Penyakit ibu kambuh. Jadi, aku minta cuti tambahan ke atasan.


***

Hari-hari berikutnya kamu habiskan dengan senantiasa berada di samping ibumu, memastikan beliau mendapatkan perawatan yang dibutuhkan dan berusaha membuatnya merasa lebih nyaman. Kamu tahu bahwa tidak ada yang bisa menggantikan kehadiranmu dan perhatianmu di saat-saat seperti ini. Melihat ibumu perlahan membaik, meskipun kondisinya masih rapuh, memberikanmu sedikit kelegaan.

"Ayo kita pulang aja, Le. Sayang duitmu bakal habis nanti."

Bahkan di saat-saat seperti ini ibumu masih memikirkan kamu, putra semata wayangnya.

"Jangan terlalu dipikirkan, Bu. Yang paling penting sekarang adalah ibu sehat lagi. Kalau ibu sehat, aku juga yang bahagia."

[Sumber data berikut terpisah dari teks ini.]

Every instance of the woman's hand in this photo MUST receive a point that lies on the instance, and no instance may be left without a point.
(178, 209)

Sepasang mata ibumu berkaca-kaca. Kamu tahu ibumu tidak senang hati lantaran merasa telah merepotkanmu. Tapi kamu berusaha menenangkannya. Justru kamu yang tidak ingin ibumu kepikiran macam-macam. Tidak baik bagi kesehatannya.

Selama waktu yang kamu habiskan di rumah sakit, kamu merenung tentang betapa pentingnya keluarga. Meskipun pekerjaan dan rutinitas di perkebunan sering kali menyita waktu dan energi, kamu sadar bahwa ibumu adalah tempat di mana hatimu benar-benar merasa tenang dan berarti. Kamu hanya bisa berharap agar ibumu segera mendapatkan kesehatan untuk menjalani hari-hari ke depan bersamamu.